I wrote earlier about how the fish rots from the head down. And for decades, this administration will be a textbook case of the truth of that old aphorism. When your leader shows no respect for ethics — or the law — that signals everyone below him (or her) that the coast is clear. Your agency’s budget is yours for the taking. Chavez-DeRemer is not the only one who has let power go to her head.
But these are Trump times, so what once would have been a major scandal barely makes the news outside of Washington or New York.
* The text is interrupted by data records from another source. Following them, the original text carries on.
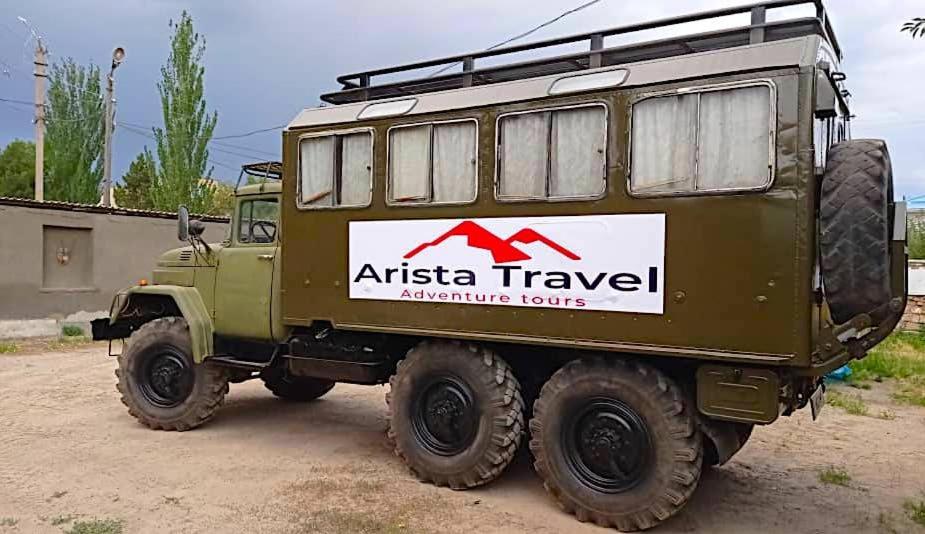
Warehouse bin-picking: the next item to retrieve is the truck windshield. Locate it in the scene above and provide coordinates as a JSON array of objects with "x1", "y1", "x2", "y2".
[{"x1": 238, "y1": 198, "x2": 279, "y2": 243}]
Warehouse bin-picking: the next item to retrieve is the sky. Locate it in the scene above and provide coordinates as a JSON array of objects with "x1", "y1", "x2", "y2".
[{"x1": 0, "y1": 0, "x2": 925, "y2": 202}]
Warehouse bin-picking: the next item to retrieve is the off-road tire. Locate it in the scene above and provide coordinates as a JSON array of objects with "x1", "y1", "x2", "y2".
[
  {"x1": 819, "y1": 139, "x2": 893, "y2": 324},
  {"x1": 116, "y1": 317, "x2": 228, "y2": 431},
  {"x1": 260, "y1": 369, "x2": 335, "y2": 402},
  {"x1": 386, "y1": 341, "x2": 524, "y2": 490},
  {"x1": 530, "y1": 359, "x2": 704, "y2": 532}
]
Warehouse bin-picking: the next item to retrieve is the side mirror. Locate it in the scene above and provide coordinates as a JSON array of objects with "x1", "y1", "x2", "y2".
[
  {"x1": 189, "y1": 221, "x2": 206, "y2": 238},
  {"x1": 816, "y1": 68, "x2": 838, "y2": 119},
  {"x1": 177, "y1": 206, "x2": 190, "y2": 241}
]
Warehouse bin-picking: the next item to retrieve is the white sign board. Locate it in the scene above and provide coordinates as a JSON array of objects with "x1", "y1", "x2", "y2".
[{"x1": 350, "y1": 214, "x2": 665, "y2": 314}]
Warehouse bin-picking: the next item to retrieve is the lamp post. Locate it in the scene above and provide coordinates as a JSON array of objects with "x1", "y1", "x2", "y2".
[{"x1": 103, "y1": 48, "x2": 125, "y2": 208}]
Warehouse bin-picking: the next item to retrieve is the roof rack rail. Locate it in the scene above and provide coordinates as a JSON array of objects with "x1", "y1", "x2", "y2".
[{"x1": 321, "y1": 0, "x2": 842, "y2": 104}]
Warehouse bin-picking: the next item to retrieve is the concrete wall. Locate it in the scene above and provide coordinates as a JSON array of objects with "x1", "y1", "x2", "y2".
[
  {"x1": 0, "y1": 199, "x2": 228, "y2": 338},
  {"x1": 899, "y1": 260, "x2": 925, "y2": 332}
]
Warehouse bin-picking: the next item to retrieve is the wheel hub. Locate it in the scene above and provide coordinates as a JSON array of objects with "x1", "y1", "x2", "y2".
[
  {"x1": 137, "y1": 349, "x2": 193, "y2": 408},
  {"x1": 412, "y1": 376, "x2": 478, "y2": 456},
  {"x1": 562, "y1": 398, "x2": 651, "y2": 493}
]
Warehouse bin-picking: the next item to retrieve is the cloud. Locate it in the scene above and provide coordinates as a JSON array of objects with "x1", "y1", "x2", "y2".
[{"x1": 0, "y1": 0, "x2": 925, "y2": 199}]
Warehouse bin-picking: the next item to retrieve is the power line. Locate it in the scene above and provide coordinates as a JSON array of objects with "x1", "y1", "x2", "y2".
[
  {"x1": 120, "y1": 121, "x2": 279, "y2": 159},
  {"x1": 116, "y1": 123, "x2": 240, "y2": 171},
  {"x1": 119, "y1": 121, "x2": 279, "y2": 160},
  {"x1": 0, "y1": 98, "x2": 35, "y2": 106},
  {"x1": 213, "y1": 125, "x2": 286, "y2": 141},
  {"x1": 427, "y1": 0, "x2": 601, "y2": 78}
]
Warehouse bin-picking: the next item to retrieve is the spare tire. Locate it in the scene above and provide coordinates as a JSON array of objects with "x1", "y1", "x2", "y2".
[{"x1": 819, "y1": 139, "x2": 893, "y2": 324}]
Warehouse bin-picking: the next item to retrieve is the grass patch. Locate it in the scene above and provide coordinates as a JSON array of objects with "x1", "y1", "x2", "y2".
[
  {"x1": 903, "y1": 499, "x2": 925, "y2": 527},
  {"x1": 61, "y1": 324, "x2": 84, "y2": 337},
  {"x1": 819, "y1": 466, "x2": 851, "y2": 487},
  {"x1": 893, "y1": 376, "x2": 925, "y2": 407},
  {"x1": 45, "y1": 336, "x2": 93, "y2": 351},
  {"x1": 825, "y1": 389, "x2": 868, "y2": 415},
  {"x1": 64, "y1": 519, "x2": 125, "y2": 534},
  {"x1": 850, "y1": 332, "x2": 925, "y2": 382},
  {"x1": 298, "y1": 510, "x2": 419, "y2": 534},
  {"x1": 877, "y1": 512, "x2": 899, "y2": 534},
  {"x1": 51, "y1": 514, "x2": 77, "y2": 527},
  {"x1": 877, "y1": 410, "x2": 896, "y2": 421}
]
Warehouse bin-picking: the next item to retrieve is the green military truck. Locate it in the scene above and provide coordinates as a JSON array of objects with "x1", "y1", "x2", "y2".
[{"x1": 94, "y1": 0, "x2": 906, "y2": 531}]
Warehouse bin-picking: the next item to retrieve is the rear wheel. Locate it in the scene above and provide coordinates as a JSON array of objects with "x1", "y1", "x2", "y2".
[
  {"x1": 530, "y1": 360, "x2": 703, "y2": 531},
  {"x1": 260, "y1": 368, "x2": 335, "y2": 402},
  {"x1": 116, "y1": 317, "x2": 228, "y2": 431},
  {"x1": 386, "y1": 342, "x2": 524, "y2": 489}
]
This is what you get when you have a president and White House staff who don’t give a rat’s ass about who they appoint to positions of power except for their loyalty to Trump and how they look on television. Along with Republicans in Congress who don’t oversee these departments because they couldn’t care less. — Former Labor Secretary Robert Reich
I’ll end with a statement from former Labor Secretary Robert Reich knows something about the Department of Labor and how government official are desecrating what were once proud and effective government agencies that actually worked for people, not their political heads:
Almost every department and agency of the federal government has become a back-stabbing rat’s nest. Total pandemonium. Career staff against political appointees and vice versa, political appointees against other political appointees. Blatant misuses of taxpayer dollars, self-dealing, conflicts of interest, sexual predation, abuses of lower-level employees.
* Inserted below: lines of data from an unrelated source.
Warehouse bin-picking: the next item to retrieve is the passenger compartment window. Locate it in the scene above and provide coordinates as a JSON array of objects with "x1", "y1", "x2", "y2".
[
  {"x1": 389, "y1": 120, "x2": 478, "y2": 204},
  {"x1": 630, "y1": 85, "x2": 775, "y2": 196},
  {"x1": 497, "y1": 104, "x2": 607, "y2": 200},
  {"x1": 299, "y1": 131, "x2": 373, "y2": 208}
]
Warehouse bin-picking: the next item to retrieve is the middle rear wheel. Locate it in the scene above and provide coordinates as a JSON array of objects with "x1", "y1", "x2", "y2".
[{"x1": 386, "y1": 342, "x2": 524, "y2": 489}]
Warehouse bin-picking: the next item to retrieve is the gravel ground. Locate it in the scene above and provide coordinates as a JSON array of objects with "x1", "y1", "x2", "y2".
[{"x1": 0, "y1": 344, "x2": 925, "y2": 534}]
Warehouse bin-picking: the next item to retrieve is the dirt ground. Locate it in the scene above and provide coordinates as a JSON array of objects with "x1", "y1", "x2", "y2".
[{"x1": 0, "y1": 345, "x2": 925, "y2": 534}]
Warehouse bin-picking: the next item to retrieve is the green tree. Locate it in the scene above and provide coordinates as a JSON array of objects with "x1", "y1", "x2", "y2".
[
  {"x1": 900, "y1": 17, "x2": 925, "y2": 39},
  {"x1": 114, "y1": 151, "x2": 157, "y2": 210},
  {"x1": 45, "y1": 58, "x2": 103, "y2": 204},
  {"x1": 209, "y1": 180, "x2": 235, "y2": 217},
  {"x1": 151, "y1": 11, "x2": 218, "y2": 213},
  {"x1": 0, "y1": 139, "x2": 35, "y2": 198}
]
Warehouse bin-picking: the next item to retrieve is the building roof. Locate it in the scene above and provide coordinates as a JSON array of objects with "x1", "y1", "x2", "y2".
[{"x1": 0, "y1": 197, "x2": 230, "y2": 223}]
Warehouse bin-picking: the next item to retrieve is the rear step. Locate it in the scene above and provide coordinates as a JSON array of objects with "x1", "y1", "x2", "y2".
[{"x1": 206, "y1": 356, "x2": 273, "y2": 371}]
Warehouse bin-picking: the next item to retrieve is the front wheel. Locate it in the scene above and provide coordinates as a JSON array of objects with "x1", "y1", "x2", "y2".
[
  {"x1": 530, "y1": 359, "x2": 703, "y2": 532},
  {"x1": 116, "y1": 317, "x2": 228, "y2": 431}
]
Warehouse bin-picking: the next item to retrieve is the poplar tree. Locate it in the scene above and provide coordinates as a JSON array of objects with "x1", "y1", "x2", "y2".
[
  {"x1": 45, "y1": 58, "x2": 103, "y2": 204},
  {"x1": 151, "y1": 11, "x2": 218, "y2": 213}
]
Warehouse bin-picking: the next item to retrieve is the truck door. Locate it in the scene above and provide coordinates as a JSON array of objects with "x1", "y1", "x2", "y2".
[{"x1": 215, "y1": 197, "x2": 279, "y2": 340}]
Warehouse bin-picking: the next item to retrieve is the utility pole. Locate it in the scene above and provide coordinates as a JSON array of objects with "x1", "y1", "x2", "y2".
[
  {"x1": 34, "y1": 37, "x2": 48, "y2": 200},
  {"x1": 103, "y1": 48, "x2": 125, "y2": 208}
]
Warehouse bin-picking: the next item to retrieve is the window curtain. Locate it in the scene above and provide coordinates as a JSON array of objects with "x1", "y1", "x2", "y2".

This is what you get when you have a president and White House staff who don’t give a rat’s ass about who they appoint to positions of power except for their loyalty to Trump and how they look on television. Along with Republicans in Congress who don’t oversee these departments because they couldn’t care less.
The only reason the White House booted Chavez-DeRemer’s deputy and chief of staff yesterday was to protect her ass, in order to protect Trump.
Trump and his White House assistants are fine with his appointees wrecking our government because they don’t care about government. Hell, they came to government to wreck it. If the public loses confidence in, say, the Department of Labor, that’s perfectly fine. If Congress slashes its funding, so much the better.